Each DHS Component is responsible for maintaining an accurate, up to date description of its data assets within the Data Asset Catalog under DHS policy, and as documented in the Enterprise Data Management Concept of Operations. Progress on this initiative has been captured for the past three years on the Enterprise Data Management Scorecard, which is presented quarterly to the DHS CIO Council.
The DHS Data Asset Catalog currently includes approximately 900 data assets of an overall total of approximately 1,200 data assets. The majority of the remaining 300 data assets will be included in the catalog in Fiscal Year 2011 through continued support of the Data Management Working Group.

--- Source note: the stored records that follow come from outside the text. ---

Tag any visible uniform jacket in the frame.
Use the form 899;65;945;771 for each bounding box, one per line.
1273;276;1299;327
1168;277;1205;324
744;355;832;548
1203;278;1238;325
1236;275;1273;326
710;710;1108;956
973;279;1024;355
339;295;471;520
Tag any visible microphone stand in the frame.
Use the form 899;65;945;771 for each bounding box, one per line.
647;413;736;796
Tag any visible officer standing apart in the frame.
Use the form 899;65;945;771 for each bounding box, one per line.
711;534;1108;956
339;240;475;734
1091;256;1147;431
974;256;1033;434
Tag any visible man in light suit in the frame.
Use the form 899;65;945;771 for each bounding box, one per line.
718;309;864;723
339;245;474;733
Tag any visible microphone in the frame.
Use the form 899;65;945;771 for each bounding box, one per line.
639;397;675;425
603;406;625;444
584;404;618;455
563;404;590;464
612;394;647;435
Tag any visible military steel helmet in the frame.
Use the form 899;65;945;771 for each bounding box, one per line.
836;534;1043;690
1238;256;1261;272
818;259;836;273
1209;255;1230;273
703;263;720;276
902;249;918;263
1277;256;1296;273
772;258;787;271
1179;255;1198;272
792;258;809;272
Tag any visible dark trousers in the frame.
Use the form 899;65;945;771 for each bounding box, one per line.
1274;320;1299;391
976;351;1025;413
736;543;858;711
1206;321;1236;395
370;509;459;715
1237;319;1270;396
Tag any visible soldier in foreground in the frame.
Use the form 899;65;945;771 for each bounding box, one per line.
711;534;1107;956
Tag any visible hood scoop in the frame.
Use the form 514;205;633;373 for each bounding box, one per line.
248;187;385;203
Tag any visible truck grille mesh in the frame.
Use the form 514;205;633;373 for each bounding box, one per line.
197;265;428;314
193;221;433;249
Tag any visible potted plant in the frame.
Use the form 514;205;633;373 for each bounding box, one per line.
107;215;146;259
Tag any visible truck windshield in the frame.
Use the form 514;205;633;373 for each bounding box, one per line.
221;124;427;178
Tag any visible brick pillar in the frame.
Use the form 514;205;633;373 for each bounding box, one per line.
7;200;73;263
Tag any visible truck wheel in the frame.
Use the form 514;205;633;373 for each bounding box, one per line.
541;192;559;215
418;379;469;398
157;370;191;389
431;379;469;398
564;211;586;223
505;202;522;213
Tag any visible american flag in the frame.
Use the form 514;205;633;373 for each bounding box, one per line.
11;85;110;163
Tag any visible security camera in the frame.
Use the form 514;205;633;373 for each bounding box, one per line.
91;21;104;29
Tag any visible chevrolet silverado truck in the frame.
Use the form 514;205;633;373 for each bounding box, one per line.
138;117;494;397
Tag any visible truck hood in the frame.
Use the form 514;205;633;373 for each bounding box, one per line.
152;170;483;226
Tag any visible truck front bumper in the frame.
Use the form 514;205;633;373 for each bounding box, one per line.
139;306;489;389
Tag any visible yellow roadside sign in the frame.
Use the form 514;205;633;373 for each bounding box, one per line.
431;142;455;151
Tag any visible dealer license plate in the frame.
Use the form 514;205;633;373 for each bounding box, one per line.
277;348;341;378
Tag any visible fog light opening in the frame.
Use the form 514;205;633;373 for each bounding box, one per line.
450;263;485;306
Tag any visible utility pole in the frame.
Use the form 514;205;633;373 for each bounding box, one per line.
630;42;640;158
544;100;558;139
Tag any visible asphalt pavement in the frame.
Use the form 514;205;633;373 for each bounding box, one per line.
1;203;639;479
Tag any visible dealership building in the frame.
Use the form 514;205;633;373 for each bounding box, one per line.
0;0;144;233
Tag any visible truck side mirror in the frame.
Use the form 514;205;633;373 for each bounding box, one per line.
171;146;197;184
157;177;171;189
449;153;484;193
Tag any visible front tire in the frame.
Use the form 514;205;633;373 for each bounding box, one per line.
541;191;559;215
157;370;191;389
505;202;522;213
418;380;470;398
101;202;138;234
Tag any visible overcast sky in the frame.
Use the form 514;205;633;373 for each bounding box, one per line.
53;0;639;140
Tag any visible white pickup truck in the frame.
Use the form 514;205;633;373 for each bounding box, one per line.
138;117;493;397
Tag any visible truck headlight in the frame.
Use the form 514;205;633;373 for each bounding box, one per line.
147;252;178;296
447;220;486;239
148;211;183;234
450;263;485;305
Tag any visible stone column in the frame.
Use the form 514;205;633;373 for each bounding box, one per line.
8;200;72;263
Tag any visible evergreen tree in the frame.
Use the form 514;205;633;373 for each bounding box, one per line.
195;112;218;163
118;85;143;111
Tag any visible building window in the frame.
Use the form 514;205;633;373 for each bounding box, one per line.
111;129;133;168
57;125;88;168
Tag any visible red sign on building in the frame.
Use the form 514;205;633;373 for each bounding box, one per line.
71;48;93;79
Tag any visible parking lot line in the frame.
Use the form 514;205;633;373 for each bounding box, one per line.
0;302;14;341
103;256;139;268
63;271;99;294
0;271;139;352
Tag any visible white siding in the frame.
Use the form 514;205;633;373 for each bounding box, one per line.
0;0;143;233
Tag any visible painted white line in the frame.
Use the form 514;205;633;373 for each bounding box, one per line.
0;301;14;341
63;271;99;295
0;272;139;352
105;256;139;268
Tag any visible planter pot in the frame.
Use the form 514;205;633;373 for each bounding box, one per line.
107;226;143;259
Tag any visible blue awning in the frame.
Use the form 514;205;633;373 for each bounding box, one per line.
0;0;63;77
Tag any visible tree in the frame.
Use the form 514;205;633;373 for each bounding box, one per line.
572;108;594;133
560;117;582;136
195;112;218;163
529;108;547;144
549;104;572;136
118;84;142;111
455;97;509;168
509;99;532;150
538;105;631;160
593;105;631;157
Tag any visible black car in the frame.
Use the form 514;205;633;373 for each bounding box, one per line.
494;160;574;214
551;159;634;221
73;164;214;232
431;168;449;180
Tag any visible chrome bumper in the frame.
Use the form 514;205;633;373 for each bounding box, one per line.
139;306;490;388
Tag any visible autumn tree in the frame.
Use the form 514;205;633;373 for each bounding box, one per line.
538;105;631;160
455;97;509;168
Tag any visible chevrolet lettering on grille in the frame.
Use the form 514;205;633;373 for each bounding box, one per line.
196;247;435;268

The information in the Data Asset Catalog includes security classification, privacy sensitivity, and handling restrictions such as For Official Use Only, Law Enforcement Sensitive, Special Security Information and other types of Controlled But Unclassified categories including non-government restrictions such as data protected by trade agreements or those to protect intellectual propriety of our private sector partners. Because of its homeland security and national security missions, the categorization of the Data Asset Catalog shows that only 5 percent of the 900 data assets contain data that is releasable to the general public.
Institutionalizing data dissemination to the public and creating a culture for Open Government includes putting into place a process where each data asset owner within the Components will review each data asset and identify potential candidate datasets which could be served to the public via Data.gov. This will be added to the Enterprise Data Management Scorecard in the 2011 timeframe.
In this process, the data owners will specify the broadest allowable scope for dissemination of the candidate dataset – the general public, private sector partners, state and local government, other federal government, and other DHS organizations. This list of potential candidate datasets for dissemination to the public will be put through the Department’s Open Government Initiative review process to address legal, financial, privacy and security concerns with release ability, which will result in the publishing of publicly releasable data.
Of the 900 data assets, approximately one third have been reviewed, resulting in a list of 75 candidate datasets in the process of review.
The Department nominated a set of high value datasets as candidates for publication on Data.gov. These candidate datasets were initially the primary focus and the starting point for identification of the DHS candidate pipeline. They provided an example of the kind of Department information that would be considered high value that could guide the Components in targeting additional candidates.
Components and programs self-nominated datasets they could contribute. Suggestions have also been received from the Data Management Working Group. The Department identified data that is already published by the Department through component websites, which can be provided in a more open, usable format. The Department has established a site on the DHS intranet where DHS employees can view the pipeline and make additional suggestions.
Most importantly, suggestions are provided by the general public through the Data.gov public forum. These suggestions are provided to DHS through the Data.gov project management office. When suggestions for information are deemed to be too sensitive for release are received, Components strive to see if the data can be modified such that it is releasable and still useful.
The Department identifies potential sources for the candidate datasets and collects some high level information to determine whether or not the dataset is eligible for release. This high level summary answers four basic questions:
- What is the data in the submission?
- How is it generated?
- How can the data be used?
- What data types will be in the dataset?
The Department works with the organization that maintains the source system for the data to determine the level of effort that would be required to produce the dataset.
The Department is also working with the Components, the Data Management Working Group, and the Open Government Working Group to establish Data.gov candidate submission and review processes within the Components.